I really wanted to understand how git behaves and what's happening underneath the plans after I run a git fetch upstream HEAD
on a clean local repository.
Basically the steps were as follows:
git clone <url>
git remote add <upstream-url>
git fetch upstream HEAD
git fetch upstream
After that I actually see the data messages being fetched, however, in git log --all
I don't see upstream/HEAD
for example, it's like nothing happened.
Any explanation will be very welcome :)
What is Head -
In Git, any branch is merely a pointer to a commit. Head
is nothing but a pointer to current checked out branch. So as you hop (with checkout command) from one branch to another your Head
pointer changes and starts pointing to the latest commit of the checked out branch, that's it. Here is detailed explanation of how branches works in Git.

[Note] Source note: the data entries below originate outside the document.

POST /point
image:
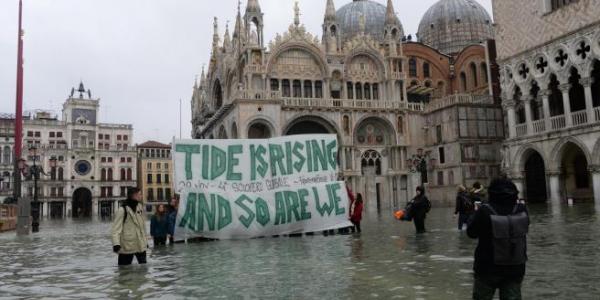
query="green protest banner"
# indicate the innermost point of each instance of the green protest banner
(234, 189)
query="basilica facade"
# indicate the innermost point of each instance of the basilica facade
(406, 112)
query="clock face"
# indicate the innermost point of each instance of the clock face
(83, 167)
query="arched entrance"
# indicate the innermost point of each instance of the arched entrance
(259, 130)
(82, 203)
(374, 137)
(306, 127)
(535, 178)
(575, 179)
(309, 125)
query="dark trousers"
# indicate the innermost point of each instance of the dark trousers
(127, 259)
(356, 227)
(160, 240)
(485, 287)
(419, 224)
(463, 219)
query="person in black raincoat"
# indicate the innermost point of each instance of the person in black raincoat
(419, 209)
(489, 276)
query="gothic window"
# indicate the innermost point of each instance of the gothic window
(474, 75)
(350, 90)
(297, 92)
(358, 91)
(576, 92)
(412, 67)
(319, 89)
(308, 89)
(367, 88)
(375, 91)
(6, 155)
(555, 99)
(274, 84)
(463, 82)
(346, 123)
(371, 159)
(484, 73)
(400, 125)
(596, 84)
(285, 85)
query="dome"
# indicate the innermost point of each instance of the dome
(451, 25)
(374, 14)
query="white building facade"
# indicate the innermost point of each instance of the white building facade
(95, 161)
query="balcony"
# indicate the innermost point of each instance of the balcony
(558, 123)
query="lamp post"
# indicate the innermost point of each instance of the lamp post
(34, 172)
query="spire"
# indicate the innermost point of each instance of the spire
(216, 35)
(390, 14)
(296, 14)
(226, 39)
(330, 12)
(253, 6)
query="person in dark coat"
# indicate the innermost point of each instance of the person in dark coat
(419, 209)
(159, 226)
(503, 196)
(464, 206)
(357, 213)
(172, 218)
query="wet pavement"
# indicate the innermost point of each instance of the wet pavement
(72, 259)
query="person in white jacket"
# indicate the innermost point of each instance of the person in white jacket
(129, 237)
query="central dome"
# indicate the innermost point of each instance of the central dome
(374, 13)
(451, 25)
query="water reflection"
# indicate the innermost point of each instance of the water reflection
(73, 259)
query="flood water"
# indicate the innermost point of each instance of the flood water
(73, 260)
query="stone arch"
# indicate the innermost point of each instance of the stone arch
(260, 128)
(557, 152)
(217, 94)
(310, 124)
(222, 134)
(290, 46)
(381, 132)
(524, 153)
(356, 54)
(234, 133)
(596, 153)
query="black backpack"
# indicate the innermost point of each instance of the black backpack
(509, 236)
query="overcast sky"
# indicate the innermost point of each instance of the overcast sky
(139, 56)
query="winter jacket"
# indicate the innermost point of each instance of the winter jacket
(419, 208)
(171, 220)
(131, 233)
(460, 207)
(357, 212)
(159, 226)
(480, 227)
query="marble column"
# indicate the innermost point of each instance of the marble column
(595, 171)
(564, 88)
(546, 106)
(528, 116)
(510, 109)
(555, 194)
(589, 101)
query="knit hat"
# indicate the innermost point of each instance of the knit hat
(503, 191)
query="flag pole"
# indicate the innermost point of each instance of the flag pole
(24, 206)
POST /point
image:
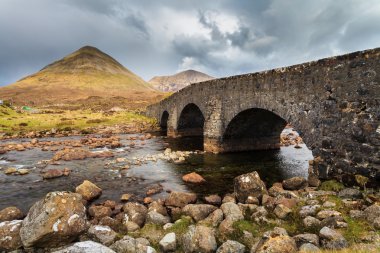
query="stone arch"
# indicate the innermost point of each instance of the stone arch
(253, 129)
(164, 120)
(191, 121)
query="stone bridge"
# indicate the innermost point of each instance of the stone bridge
(334, 104)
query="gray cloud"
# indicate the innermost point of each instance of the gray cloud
(161, 37)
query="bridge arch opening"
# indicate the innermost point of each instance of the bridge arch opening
(191, 121)
(164, 121)
(253, 129)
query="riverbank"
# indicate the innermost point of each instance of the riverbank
(290, 216)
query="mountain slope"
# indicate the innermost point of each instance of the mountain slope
(85, 73)
(179, 80)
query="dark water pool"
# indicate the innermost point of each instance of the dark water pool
(218, 170)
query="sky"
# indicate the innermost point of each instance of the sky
(150, 37)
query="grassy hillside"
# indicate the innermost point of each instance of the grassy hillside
(87, 72)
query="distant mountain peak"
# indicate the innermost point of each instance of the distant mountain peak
(179, 80)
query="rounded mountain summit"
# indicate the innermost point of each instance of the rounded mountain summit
(86, 74)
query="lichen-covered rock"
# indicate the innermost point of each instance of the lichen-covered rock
(247, 185)
(282, 211)
(10, 235)
(85, 247)
(372, 212)
(11, 213)
(350, 193)
(294, 183)
(135, 212)
(332, 239)
(198, 211)
(180, 199)
(132, 245)
(103, 234)
(276, 241)
(199, 239)
(88, 190)
(232, 211)
(168, 242)
(154, 217)
(99, 212)
(56, 220)
(231, 247)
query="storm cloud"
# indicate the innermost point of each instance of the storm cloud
(152, 38)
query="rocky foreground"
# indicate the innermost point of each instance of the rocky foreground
(288, 217)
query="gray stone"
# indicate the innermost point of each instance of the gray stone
(350, 193)
(294, 183)
(54, 221)
(311, 222)
(306, 238)
(309, 248)
(168, 242)
(249, 185)
(135, 212)
(231, 211)
(372, 212)
(85, 247)
(10, 235)
(347, 90)
(156, 218)
(180, 199)
(199, 239)
(332, 239)
(103, 234)
(282, 211)
(198, 211)
(231, 247)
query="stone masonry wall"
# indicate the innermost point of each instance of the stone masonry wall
(334, 104)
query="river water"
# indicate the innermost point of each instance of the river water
(218, 170)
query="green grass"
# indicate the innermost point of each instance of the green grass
(331, 185)
(12, 121)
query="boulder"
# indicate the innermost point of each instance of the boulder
(306, 238)
(135, 212)
(309, 248)
(327, 213)
(180, 199)
(282, 211)
(85, 247)
(232, 211)
(168, 243)
(311, 222)
(231, 247)
(193, 178)
(332, 239)
(154, 217)
(56, 220)
(276, 241)
(11, 213)
(99, 212)
(10, 235)
(88, 190)
(103, 234)
(198, 211)
(199, 239)
(52, 173)
(213, 200)
(247, 185)
(350, 193)
(372, 212)
(294, 183)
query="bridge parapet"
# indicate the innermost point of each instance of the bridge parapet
(334, 103)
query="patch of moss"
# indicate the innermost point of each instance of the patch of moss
(331, 185)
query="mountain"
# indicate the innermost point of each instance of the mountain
(179, 80)
(87, 73)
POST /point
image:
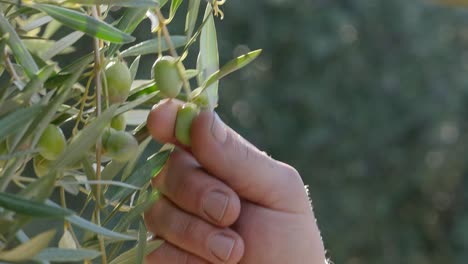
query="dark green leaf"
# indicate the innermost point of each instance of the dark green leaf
(85, 23)
(22, 55)
(87, 225)
(141, 176)
(192, 15)
(18, 119)
(66, 255)
(29, 249)
(31, 208)
(128, 23)
(126, 3)
(232, 66)
(151, 46)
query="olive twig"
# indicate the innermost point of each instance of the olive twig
(167, 37)
(98, 83)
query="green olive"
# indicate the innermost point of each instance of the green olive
(41, 165)
(185, 116)
(119, 82)
(166, 75)
(119, 122)
(119, 145)
(3, 151)
(51, 143)
(200, 97)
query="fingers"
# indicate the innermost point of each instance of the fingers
(168, 253)
(193, 190)
(193, 235)
(226, 155)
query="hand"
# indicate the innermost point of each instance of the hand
(224, 201)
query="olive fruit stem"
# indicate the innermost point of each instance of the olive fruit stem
(97, 71)
(167, 38)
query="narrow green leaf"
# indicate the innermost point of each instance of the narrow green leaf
(85, 23)
(125, 3)
(133, 104)
(128, 218)
(112, 169)
(141, 176)
(22, 55)
(128, 257)
(61, 45)
(87, 225)
(66, 255)
(134, 67)
(18, 119)
(28, 250)
(191, 73)
(175, 4)
(141, 246)
(191, 19)
(31, 208)
(128, 23)
(232, 66)
(208, 59)
(151, 46)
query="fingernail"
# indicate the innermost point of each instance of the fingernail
(218, 129)
(215, 204)
(221, 246)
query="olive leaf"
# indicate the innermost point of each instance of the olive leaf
(84, 23)
(191, 19)
(128, 23)
(28, 250)
(90, 226)
(31, 208)
(66, 254)
(231, 66)
(129, 256)
(208, 58)
(124, 3)
(22, 55)
(175, 4)
(151, 46)
(140, 176)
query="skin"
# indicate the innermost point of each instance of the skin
(224, 201)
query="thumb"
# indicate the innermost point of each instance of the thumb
(226, 155)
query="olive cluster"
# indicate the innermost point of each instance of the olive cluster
(168, 74)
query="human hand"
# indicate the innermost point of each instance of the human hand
(224, 201)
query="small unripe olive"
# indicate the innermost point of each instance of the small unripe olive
(200, 97)
(184, 119)
(119, 82)
(119, 122)
(41, 165)
(51, 143)
(3, 151)
(119, 145)
(166, 76)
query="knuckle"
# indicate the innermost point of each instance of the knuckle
(291, 173)
(183, 226)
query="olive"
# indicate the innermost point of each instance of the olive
(199, 97)
(119, 82)
(41, 165)
(119, 145)
(3, 151)
(119, 122)
(166, 75)
(51, 143)
(184, 119)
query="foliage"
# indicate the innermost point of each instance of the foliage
(368, 100)
(62, 125)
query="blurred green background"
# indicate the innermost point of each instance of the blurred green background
(369, 100)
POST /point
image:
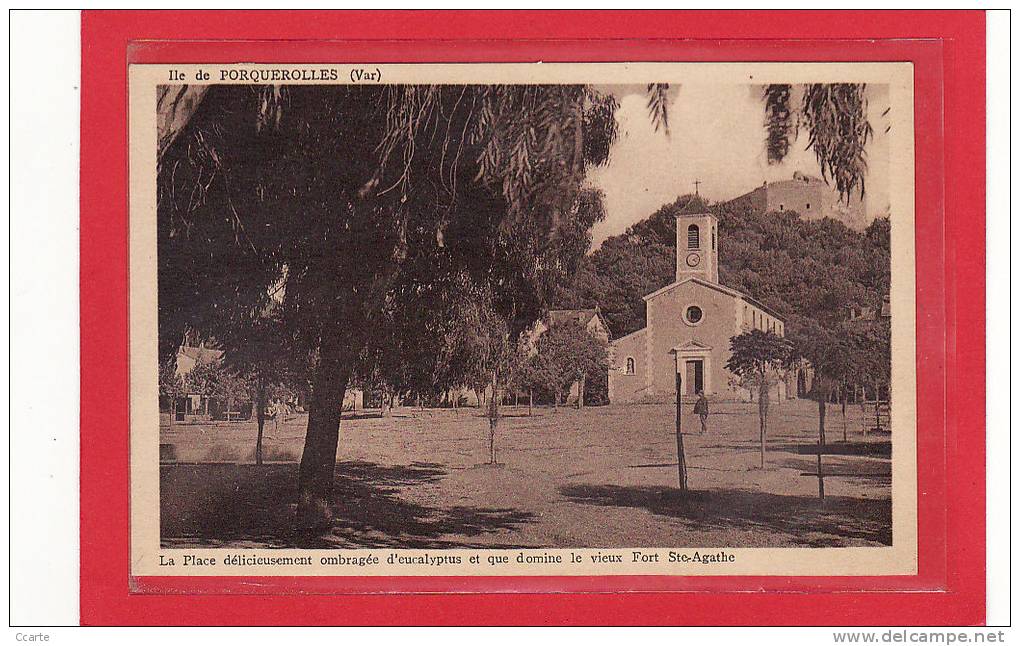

How fetch and pull works -
Secondly, $ git fetch fooBranch
simply fetches all latest commits pushed by other contributors to fooBranch
from remote repository to your local machine. These fetched changes are safely stored somewhere in .git/
directory on your local machine and can be accessed by doing git log upstream/fooBranch
or git log upstream/Head
. Although at this point these changes won't be visible in your local files/workspace and you may see different output for following commands
$ git log upstream/fooBranch
VS
$ git log fooBranch
This shows us that Git stores 2 copies of branches i.e. one tracking changes present in remote repository and other is for local repository. When you make commits they are stored as part of your local branch copy and on push will be pushed to remote repository and eventually will be fetched by other contributors and will be synced up with their own remote copy of fooBranch.
Coming back to where we were, Now to sync fetched changes with local repository/workspace you will have to run $ git merge upstream/fooBranch
. Now both local and remote copy of fooBranch
will be synced in your local repository and you will see same output for above 2 commands.
On similar note, $ git pull upstream fooBranch
is basically combination of -
$ git fetch upstream fooBranch + $ git merge upstream/fooBranch
So this is what happens under the hood when you fetch vs pull and when you do $ git log --all
you are expected to see your default branch's commit history.
I hope this explanation aligned with your ask.